Kemudian menurun kepada anak cucu mereka. Hajatan di kampung-kampung
kota selalu berisik dengan pengeras suara. Karena berisik sama dengan
keren.
Ada
yang bilang, ini untuk syiar. Eh, apa itu syiar? Syiar itu siaran. Kata
siar dalam bahasa kita berasal dari kata ini. Apa yang disiarkan? Dalam
konteks dakwah Islam, syiar adalah menyiarkan kebaikan. Dengan
kebisingan? Memaknai syiar dengan siaran memakai pengeras suara adalah
pemaknaan paling dangkal. Syiar yang lebih hakiki adalah perilaku.

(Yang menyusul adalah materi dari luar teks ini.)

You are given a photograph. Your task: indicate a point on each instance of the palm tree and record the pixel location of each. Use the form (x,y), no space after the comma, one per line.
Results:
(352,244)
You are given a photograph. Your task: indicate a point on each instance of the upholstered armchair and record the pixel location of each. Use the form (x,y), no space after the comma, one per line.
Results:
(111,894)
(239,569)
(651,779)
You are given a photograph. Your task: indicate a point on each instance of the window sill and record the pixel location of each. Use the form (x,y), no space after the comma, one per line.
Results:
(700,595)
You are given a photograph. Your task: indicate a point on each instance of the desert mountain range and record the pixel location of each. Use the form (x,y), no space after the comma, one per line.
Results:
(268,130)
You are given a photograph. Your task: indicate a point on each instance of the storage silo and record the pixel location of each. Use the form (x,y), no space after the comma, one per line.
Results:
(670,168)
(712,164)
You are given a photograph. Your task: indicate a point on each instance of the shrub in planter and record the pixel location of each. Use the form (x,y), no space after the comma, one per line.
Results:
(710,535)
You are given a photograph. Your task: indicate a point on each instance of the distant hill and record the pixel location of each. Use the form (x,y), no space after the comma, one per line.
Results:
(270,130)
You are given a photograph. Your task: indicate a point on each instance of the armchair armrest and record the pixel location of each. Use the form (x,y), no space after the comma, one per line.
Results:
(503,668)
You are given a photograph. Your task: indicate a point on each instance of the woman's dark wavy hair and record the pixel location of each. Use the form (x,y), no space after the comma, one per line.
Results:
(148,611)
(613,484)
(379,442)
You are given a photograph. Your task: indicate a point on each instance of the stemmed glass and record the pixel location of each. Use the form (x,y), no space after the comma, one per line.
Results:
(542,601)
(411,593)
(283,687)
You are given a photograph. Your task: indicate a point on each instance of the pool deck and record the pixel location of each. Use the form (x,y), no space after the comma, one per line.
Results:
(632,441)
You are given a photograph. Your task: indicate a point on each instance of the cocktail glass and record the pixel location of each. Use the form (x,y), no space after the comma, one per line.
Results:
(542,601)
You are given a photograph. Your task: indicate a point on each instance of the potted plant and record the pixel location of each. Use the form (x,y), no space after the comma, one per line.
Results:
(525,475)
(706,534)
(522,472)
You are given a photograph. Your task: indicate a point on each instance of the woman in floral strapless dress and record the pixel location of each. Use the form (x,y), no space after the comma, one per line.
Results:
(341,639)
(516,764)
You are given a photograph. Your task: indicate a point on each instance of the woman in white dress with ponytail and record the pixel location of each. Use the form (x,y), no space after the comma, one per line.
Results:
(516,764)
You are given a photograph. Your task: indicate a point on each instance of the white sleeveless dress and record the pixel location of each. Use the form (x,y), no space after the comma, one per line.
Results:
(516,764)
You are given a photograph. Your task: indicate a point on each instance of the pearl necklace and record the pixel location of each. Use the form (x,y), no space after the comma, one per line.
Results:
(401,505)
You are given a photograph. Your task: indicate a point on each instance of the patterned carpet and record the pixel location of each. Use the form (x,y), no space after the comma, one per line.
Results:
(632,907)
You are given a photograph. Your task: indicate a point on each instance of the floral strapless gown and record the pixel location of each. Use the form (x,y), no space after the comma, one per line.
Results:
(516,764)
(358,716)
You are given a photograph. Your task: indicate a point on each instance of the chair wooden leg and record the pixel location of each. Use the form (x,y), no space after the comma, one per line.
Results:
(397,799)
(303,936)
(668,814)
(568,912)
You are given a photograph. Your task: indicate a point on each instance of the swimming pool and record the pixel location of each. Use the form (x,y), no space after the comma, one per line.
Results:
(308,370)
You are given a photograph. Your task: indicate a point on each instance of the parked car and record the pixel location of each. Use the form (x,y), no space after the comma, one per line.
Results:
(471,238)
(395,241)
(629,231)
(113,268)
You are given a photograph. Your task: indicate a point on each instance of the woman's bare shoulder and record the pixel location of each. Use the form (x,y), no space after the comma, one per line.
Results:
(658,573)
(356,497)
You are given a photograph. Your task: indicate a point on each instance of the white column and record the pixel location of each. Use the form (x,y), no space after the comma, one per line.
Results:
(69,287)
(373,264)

Perilaku kita yang didasari oleh syariat Islam, mencerminkan keindahan
Islam, itulah syiar yang hakiki. Bersih, tertib, tepat waktu, hormat
pada orang lain, tidak menzalimi, dan masih banyak lagi contohnya. Syiar
dengan pengeras suara itu adalah syiar yang kandungannya baik (ayat
suci, zikir, doa), tapi salah cara, sehingga pada saat yang sama
menyiarkan keburukan, yaitu gangguan oleh kebisingan. Gangguan oleh
kebisingan itu menutupi kebaikan kandungan syiar.
Ada
banyak bentuk kebisingan lain yang dibuat orang, yang tidak ada sama
sekali tuntunannya dalam ajaran Islam. Sekedar kebiasaan yang kemudian
dimanipulasi seolah itu adalah ajaran Islam. Kebisingan aktivitas
membangunkan orang sahur, itu tidak dituntunkan. Lagipula, aktivitas itu
sudah salah zaman. Sekarang setiap orang punya HP dengan alarm yang
bisa diset, kenapa masih perlu keributan untuk membangunkan orang sahur?
Di
kampung saya Pontianak, membangunkan orang sahur dilakukan dengan
meriam karbit yang suaranya memekakkan telinga, sekaligus sanggup
menggetarkan kaca-kaca jendela. Di mana kita bisa temukan dalam Islam
ada ajaran seperti itu?
Islam
bukan agama bising. Yang kita saksikan adalah orang-orang norak, yang
mengira kebisingan itu keren, dan mencoba melindungi kesukaan mereka itu
dengan cara memberinya label “Islam”. by- Hasanudin Abdurakhman...
Assalamu'alaikum Wr.Wb
BalasHapusBahasa sederhana dan mengalir
Thanks syiarnya.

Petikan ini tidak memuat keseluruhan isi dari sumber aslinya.